The next morning we woke up early to grab breakfast at a wonderful Bedouin restaurant before we headed back to our private bus to take us back into Cairo. Breakfast was scrumptious, per usual, and we were all in a state of depression as we headed back to the bus. We were able to get our own micro bus for the ride back which only took 7 hours instead of 10 for just a few LE more
. The ride back was pretty uneventful, other than random bouts of laughter when we remembered inside jokes from the weekend. We got back into town around sunset and ended our trip with a journey to the Zamalek McDonalds, then the three of us that lived on campus went and grabbed some sheesha before catching our bus back to campus. Lately, I have found myself classifying things into three categories: before Dahab, Dahab, and after Dahab. I cannot wait to return to Dahab when my dear friend Alice visits this December (when we will trek Mt. Sinai) because the wonderful atmosphere and beauty which surrounds this amazing place. Dahab is one of those places you HAVE to visit in your lifetime, and I am glad to have been able to visit such a fantastic place with such amazing friends.

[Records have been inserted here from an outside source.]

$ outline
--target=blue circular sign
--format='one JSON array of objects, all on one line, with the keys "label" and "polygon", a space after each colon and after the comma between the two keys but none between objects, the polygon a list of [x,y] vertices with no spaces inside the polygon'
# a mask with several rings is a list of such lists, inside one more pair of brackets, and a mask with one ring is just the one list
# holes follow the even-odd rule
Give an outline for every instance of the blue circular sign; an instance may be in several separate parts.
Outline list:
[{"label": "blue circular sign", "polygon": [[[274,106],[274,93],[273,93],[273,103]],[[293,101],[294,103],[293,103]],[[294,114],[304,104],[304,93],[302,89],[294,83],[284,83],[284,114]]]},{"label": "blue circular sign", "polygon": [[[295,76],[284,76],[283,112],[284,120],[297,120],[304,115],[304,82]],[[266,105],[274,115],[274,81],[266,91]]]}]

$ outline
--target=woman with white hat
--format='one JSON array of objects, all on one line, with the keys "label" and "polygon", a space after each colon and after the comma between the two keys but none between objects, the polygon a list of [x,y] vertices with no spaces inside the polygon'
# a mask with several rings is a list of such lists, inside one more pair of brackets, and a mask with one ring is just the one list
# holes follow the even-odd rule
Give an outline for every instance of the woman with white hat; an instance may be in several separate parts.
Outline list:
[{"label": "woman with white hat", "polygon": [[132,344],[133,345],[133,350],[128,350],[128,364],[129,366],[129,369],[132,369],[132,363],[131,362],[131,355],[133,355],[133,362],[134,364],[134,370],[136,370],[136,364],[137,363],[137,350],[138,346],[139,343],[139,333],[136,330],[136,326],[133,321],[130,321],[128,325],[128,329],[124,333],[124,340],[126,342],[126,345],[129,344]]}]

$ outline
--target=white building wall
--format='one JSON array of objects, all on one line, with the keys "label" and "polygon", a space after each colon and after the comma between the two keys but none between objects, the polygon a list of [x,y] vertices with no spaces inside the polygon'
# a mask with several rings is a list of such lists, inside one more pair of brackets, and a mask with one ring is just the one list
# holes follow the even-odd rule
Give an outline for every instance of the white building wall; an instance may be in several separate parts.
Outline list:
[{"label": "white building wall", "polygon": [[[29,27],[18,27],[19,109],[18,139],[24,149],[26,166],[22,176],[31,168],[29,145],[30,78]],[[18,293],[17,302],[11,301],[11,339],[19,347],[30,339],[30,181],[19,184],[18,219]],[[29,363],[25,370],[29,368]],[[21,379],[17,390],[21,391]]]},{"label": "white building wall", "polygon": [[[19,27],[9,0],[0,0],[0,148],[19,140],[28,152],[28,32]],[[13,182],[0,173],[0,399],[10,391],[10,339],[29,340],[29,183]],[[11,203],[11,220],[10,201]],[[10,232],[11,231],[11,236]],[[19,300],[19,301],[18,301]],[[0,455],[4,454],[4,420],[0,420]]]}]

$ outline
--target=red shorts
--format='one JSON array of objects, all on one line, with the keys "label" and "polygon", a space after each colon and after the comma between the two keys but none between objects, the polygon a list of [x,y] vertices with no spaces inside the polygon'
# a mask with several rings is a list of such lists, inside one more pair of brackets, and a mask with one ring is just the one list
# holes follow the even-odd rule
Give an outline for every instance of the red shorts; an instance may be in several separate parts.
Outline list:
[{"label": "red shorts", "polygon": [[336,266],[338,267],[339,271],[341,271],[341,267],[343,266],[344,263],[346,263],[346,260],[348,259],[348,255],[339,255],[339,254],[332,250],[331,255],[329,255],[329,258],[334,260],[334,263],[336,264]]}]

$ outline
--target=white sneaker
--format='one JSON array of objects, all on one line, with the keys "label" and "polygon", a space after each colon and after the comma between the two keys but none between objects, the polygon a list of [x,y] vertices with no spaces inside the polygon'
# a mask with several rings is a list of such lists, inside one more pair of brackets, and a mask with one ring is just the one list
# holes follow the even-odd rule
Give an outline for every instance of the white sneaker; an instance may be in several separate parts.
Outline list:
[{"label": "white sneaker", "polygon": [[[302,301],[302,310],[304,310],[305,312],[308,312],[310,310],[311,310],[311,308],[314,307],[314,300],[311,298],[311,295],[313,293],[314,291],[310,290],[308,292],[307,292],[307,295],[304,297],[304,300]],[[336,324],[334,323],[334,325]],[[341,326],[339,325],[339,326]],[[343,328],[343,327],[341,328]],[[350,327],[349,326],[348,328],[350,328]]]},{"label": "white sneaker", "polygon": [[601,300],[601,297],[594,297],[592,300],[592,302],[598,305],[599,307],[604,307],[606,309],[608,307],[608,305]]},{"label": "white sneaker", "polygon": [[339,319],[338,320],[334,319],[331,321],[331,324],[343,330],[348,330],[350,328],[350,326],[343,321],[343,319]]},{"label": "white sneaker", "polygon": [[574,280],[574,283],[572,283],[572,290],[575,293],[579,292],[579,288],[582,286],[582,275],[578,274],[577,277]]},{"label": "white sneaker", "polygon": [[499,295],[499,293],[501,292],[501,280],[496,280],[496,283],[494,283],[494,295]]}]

Dahab. To describe Dahab I would use all positive adjectives including: amazing, perfect, relaxing, gorgeous, cheap, wonderful, and did I mention AMAZING? To start off, there was a holiday last week for Egypt's Armed Forces Day, so because we have Tuesdays off, some friends and I decided to make a trip to the Sinai city of Dahab. My friend Amanda and I went downtown on Monday to get our bus tickets for the trip, then continued to explore Cairo. I had yet to just explore Cairo and wander around the city; not surprisingly, it was very entertaining. We were able to try fruit cocktail for 2 LE along with some other yummy street food, and some ice cream. I also bought a pair of sandals in Cairo for 15 LE! They are cute, but I am honestly surprised they have lasted this long.